Hintergrund des Falls
Der Fall betrifft einen Streit zwischen zwei Brüdern: Der Kläger ist Inhaber eines mittelgroßen Architekturbüros, das seinen Namen trägt. Sein Bruder war bis Ende November 2020 als Bauleiter bei ihm angestellt. Nach einer überraschenden Kündigung durch den Kläger veröffentlichte der ehemalige Mitarbeiter unter anderem negative Bewertungen über das Architekturbüro auf verschiedenen Online-Plattformen, darunter ein Arbeitgeberbewertungsportal sowie Google-Rezensionen.
In diesen Bewertungen warfen die Einträge dem Kläger vor, Mitarbeiter respektlos zu behandeln, insbesondere ältere Arbeitnehmer zu entlassen. Weiterhin wurden persönliche Vorwürfe erhoben, die auf familiäre Spannungen anspielten und Details aus dem Arbeitsverhältnis enthielten. Die negativen Rezensionen erschienen in der Google-Suche direkt unter dem Namen des Architekturbüros und waren daher für potenzielle Kunden leicht auffindbar.
Der Kläger forderte daraufhin die Löschung der Beiträge und verlangte vom ehemaligen Mitarbeiter Unterlassung weiterer vergleichbarer Äußerungen. Da dieser keine strafbewehrte Unterlassungserklärung abgab, klagte der Unternehmer auf Unterlassung und berief sich dabei auf Verletzungen seiner Persönlichkeitsrechte sowie auf die Geheimhaltungs- und Verschwiegenheitspflicht des Arbeitsvertrags.

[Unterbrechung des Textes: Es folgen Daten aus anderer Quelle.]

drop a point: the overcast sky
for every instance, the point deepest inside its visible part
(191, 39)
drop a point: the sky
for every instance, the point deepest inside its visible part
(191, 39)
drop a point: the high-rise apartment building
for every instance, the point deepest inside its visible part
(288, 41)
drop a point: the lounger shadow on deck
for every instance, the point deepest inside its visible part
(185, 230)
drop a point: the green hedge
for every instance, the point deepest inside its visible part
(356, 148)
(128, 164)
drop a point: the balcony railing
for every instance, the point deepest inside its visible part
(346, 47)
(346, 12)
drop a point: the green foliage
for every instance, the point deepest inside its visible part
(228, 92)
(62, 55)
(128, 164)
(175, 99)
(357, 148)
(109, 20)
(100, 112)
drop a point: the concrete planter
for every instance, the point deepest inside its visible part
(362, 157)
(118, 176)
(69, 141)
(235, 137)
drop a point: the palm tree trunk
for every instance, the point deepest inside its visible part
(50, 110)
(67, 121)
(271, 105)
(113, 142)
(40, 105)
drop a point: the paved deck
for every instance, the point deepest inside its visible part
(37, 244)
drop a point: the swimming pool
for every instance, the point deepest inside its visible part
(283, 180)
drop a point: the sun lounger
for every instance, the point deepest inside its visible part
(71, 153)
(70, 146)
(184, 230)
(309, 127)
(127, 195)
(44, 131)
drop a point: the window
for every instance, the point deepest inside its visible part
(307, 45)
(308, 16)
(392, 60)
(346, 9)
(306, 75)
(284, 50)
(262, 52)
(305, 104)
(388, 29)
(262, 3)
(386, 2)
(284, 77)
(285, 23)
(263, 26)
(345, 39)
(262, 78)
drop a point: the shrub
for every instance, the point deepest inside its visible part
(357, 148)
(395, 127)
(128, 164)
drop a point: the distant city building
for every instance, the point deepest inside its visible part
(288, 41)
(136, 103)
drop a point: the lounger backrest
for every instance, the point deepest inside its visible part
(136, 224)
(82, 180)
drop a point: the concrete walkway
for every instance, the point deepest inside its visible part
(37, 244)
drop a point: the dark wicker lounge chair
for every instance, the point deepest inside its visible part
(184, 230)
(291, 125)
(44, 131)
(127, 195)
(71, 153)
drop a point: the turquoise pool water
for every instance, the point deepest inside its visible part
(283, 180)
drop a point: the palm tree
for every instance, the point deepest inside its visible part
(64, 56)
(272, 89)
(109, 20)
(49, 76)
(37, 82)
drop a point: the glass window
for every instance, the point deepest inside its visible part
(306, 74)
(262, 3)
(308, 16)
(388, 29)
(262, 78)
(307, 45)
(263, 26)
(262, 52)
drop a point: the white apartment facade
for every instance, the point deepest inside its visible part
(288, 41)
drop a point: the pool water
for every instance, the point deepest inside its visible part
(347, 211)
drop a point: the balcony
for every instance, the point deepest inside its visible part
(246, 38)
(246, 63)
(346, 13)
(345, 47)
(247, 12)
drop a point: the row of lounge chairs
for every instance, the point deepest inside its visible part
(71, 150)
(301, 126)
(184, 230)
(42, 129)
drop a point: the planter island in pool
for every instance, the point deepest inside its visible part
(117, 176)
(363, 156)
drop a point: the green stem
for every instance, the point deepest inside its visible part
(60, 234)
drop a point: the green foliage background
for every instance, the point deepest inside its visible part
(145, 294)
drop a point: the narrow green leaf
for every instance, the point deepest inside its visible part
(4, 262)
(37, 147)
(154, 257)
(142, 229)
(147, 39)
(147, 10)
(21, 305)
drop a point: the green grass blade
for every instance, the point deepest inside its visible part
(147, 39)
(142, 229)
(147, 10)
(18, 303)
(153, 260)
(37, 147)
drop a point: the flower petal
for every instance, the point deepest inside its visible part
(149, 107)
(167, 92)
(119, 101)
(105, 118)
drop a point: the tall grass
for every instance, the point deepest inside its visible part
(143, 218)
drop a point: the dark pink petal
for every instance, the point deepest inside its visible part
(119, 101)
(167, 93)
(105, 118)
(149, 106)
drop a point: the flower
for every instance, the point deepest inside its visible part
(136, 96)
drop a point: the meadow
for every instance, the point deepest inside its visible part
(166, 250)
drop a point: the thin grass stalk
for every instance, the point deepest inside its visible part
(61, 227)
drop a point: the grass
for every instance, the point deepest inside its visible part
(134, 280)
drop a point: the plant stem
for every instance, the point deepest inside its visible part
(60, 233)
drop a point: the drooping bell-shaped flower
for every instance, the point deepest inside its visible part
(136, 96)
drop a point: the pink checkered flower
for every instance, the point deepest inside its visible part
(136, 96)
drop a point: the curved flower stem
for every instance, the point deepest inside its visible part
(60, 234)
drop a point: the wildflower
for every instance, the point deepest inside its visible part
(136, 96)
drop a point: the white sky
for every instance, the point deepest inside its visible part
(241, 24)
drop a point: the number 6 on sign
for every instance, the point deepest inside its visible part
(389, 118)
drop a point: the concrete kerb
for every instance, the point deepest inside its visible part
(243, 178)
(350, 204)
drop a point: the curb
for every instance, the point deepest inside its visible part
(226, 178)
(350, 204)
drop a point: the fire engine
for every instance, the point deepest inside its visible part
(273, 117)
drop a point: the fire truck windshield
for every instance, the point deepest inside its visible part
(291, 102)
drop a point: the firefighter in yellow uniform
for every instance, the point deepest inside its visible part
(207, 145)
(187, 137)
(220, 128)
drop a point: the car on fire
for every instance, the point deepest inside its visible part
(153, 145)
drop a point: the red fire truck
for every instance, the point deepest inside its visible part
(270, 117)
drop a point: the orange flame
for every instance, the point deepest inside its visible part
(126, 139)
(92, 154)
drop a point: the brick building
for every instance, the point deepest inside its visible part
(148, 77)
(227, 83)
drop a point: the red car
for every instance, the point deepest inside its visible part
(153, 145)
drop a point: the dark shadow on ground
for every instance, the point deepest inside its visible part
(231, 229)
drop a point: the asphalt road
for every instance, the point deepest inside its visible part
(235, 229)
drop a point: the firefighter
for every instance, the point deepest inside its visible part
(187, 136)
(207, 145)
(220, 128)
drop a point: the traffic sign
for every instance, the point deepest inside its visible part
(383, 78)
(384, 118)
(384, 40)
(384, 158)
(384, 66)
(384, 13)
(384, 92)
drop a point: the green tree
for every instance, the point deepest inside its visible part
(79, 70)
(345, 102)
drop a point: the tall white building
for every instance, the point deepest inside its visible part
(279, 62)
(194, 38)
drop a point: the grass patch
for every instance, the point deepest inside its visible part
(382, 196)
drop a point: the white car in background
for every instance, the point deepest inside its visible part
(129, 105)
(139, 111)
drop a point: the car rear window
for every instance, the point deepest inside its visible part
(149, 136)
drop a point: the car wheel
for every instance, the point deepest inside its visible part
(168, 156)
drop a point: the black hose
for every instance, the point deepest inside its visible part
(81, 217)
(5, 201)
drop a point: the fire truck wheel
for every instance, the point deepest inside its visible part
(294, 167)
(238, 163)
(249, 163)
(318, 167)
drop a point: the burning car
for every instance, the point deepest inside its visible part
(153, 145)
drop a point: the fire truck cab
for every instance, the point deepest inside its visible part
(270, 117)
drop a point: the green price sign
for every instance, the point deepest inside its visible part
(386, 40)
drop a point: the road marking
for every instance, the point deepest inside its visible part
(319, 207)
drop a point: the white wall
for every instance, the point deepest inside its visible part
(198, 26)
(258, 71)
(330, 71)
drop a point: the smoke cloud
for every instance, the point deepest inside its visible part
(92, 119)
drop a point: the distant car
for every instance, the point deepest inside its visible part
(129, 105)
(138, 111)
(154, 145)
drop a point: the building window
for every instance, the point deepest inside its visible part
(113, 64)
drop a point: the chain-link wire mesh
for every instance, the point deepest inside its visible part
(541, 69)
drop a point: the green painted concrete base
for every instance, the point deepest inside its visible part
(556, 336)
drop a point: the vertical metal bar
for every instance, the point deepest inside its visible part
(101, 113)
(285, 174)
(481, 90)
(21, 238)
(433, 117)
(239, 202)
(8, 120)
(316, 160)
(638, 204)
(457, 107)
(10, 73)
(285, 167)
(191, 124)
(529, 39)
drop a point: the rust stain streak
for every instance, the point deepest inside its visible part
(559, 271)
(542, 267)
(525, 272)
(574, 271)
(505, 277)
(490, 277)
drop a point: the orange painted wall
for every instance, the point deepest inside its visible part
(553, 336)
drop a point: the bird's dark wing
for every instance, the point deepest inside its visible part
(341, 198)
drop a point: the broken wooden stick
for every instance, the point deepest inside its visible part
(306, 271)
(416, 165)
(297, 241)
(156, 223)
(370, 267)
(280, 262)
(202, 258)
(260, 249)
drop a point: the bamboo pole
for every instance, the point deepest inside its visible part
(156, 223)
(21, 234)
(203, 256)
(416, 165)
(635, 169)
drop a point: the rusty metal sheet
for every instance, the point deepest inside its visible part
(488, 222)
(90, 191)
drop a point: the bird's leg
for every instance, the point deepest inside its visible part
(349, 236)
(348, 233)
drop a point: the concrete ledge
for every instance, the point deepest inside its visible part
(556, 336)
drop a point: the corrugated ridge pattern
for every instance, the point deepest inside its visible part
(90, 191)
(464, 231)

Streit um die Zuständigkeit: Arbeitsgericht oder Landgericht?
Im Laufe des Verfahrens stritten die Parteien zunächst über die Zuständigkeit des Gerichts. Das Landgericht Mönchengladbach erklärte sich zunächst für zuständig – hiernach wäre der Rechtsweg zu den ordentlichen Gerichten gegeben, weil der Kläger seine Ansprüche auf Unterlassung mit Bezug auf unerlaubte Handlungen (§ 823 BGB) geltend machte.
Der Beklagte (der ehemalige Arbeitnehmer) hielt jedoch die Zuständigkeit der Arbeitsgerichte für gegeben. Seine Beschwerde führte letztlich dazu, dass das Oberlandesgericht Düsseldorf in seinem Beschluss vom 25. November 2021 den Rechtsweg zu den ordentlichen Gerichten für unzulässig erklärte und das Verfahren an das Arbeitsgericht verwies.
Wichtige juristische Bewertung des OLG Düsseldorf
Das OLG Düsseldorf stellte klar, dass nach § 2 Abs. 1 Nr. 3 d) ArbGG die Arbeitsgerichte für bürgerliche Rechtsstreitigkeiten zwischen Arbeitgeber und Arbeitnehmer aus unerlaubten Handlungen ausschließlich zuständig sind, wenn diese im Zusammenhang mit dem Arbeitsverhältnis stehen.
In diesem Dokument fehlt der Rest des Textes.